In reply to comment #9: > (In reply to Hans de Goede from comment #7) > > I have gotten confirmation from the upstream v4l2-core and vivid maintainer > > that all these issues indeed only impact vivid so I'm going to close the > > Fedora and RHEL-9 bugs as not-a-bug since we don't build the vivid driver at > > all. > > > > And FWIW these issues have all been fixed in the latest upstream vivid code. > > Is there any additional information on it? It was marked as fixed in version > 6.2-rc6 here, but there are no related chnges in v6.2-rc5..v6.2-rc6. Can you > help here? I updated "fixed" to nothing. Actually, it was "fix in future" based on publishing CVE instruction: " [VERSION]: Known affected or fixed in versions of the product/component.
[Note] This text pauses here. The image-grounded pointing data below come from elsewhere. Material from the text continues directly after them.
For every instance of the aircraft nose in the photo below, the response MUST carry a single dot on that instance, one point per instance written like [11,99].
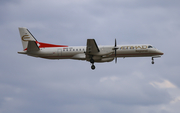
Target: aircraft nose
[160,52]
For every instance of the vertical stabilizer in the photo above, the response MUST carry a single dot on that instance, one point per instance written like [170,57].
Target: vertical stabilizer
[26,36]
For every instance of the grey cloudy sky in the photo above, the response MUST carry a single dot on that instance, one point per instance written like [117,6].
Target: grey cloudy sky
[33,85]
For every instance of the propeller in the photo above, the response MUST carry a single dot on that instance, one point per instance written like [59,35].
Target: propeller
[115,49]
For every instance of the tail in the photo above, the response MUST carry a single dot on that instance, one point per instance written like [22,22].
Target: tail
[26,37]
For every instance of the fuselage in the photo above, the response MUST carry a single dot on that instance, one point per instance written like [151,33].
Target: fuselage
[79,52]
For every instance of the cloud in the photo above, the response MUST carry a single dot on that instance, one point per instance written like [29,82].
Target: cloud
[164,84]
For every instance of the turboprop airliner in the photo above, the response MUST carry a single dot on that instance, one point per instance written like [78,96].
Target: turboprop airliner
[91,52]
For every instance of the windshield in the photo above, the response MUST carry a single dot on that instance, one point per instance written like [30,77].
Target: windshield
[150,46]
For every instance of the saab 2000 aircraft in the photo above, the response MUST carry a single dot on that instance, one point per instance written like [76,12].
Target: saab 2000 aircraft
[91,52]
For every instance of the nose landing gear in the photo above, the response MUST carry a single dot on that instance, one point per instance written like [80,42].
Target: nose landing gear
[92,62]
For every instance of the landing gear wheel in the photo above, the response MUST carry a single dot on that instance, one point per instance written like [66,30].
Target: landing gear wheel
[92,61]
[93,67]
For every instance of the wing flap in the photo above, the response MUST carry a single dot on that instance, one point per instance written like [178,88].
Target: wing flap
[32,46]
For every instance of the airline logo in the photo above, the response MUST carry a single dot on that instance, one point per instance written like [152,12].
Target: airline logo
[25,38]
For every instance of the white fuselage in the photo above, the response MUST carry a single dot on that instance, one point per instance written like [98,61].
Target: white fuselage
[79,52]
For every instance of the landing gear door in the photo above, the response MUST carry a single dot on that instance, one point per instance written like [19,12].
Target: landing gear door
[59,51]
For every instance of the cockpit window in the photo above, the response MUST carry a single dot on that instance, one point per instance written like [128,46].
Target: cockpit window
[150,46]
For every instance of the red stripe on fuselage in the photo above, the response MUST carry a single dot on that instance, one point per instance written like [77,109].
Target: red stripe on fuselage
[45,45]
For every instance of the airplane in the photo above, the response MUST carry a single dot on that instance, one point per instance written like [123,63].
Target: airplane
[91,52]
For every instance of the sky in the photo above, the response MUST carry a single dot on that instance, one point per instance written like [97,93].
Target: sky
[133,85]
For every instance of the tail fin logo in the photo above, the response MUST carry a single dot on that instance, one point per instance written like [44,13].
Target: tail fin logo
[25,38]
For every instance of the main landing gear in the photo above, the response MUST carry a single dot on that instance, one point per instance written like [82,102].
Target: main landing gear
[92,62]
[152,60]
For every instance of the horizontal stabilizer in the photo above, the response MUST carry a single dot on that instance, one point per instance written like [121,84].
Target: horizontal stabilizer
[32,46]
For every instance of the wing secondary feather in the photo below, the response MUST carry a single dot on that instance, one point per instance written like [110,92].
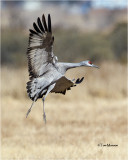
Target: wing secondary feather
[40,48]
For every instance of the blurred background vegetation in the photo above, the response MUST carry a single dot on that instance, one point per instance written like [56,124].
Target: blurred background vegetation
[107,41]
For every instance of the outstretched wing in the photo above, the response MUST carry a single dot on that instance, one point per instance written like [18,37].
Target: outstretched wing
[40,52]
[64,84]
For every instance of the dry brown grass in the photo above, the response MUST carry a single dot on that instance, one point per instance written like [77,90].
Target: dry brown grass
[93,112]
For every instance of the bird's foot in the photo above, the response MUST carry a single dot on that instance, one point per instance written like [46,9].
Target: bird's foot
[28,112]
[44,117]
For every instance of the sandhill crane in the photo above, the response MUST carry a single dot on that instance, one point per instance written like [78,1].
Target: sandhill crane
[46,74]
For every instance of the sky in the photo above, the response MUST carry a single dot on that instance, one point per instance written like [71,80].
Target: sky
[110,3]
[96,4]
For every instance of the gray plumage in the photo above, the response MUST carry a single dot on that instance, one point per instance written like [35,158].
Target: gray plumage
[46,74]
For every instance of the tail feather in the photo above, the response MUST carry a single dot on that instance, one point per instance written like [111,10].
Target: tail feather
[34,90]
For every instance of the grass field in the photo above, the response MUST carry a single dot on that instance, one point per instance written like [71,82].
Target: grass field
[92,113]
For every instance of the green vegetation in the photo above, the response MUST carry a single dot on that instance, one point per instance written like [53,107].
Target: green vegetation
[69,45]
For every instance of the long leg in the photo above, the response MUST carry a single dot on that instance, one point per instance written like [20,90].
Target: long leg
[29,109]
[49,89]
[31,106]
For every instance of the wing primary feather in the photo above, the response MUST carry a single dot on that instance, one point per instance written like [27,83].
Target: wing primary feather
[44,23]
[49,23]
[36,27]
[40,24]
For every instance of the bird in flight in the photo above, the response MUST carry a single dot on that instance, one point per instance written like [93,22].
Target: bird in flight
[46,74]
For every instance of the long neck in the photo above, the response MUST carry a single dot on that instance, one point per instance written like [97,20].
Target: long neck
[63,67]
[73,65]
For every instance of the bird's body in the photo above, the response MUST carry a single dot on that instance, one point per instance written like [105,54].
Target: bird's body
[46,73]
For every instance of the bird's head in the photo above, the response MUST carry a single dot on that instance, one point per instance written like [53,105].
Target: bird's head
[89,64]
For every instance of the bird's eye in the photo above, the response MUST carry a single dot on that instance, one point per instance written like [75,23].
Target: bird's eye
[89,62]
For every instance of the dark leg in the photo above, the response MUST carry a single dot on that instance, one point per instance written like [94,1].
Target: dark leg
[29,109]
[44,115]
[49,89]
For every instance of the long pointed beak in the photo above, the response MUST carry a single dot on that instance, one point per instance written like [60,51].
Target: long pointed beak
[95,66]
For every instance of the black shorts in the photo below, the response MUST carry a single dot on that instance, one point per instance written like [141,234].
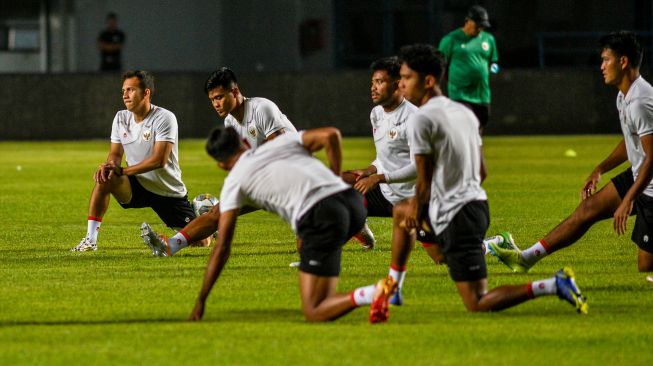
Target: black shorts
[377,204]
[462,242]
[643,207]
[174,212]
[325,228]
[482,111]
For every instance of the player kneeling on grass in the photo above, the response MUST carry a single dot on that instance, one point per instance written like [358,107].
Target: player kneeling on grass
[446,144]
[147,136]
[283,177]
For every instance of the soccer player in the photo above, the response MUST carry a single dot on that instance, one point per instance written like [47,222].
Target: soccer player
[630,192]
[147,135]
[256,120]
[471,54]
[283,177]
[449,199]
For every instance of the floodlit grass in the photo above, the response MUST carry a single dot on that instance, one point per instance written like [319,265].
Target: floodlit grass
[119,305]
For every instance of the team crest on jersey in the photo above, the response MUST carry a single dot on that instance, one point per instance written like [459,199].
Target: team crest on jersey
[147,135]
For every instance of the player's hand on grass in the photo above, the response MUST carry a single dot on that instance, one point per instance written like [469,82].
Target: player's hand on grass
[589,188]
[198,312]
[621,216]
[367,184]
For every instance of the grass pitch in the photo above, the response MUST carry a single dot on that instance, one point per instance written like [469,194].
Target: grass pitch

This information is often available on the flaw bug on the fixedin field or on the comment#0. ", so following this instruction the "Fixed in:" was set for next UpStream version in the future (maybe incorrectly, because actually this field "Fixed in:" means "which upstream versions contains the fix"). Taking in mind that not fixed yet, I clear "Fixed in:" to nothing, so do not mislead anymore. Try to contact directly hdegoede redhat com and ask what "And FWIW these issues have all been fixed in the latest upstream vivid code." actually means (because I know he has direct contact with maintainer of vivid code).
The "And FWIW these issues have all been fixed in the latest upstream vivid code." is the exact text which Hans Verkuil the upstream maintainer gave me. Note that Hans Verkuil is listed in the kernel's MAINTAINERS file as the vivid driver maintainer so anyone can simply find him and reach out to him. If you have any questions about this I suggest that you reach out to Hans Verkuil directly at Hans Verkuil <hverkuil>.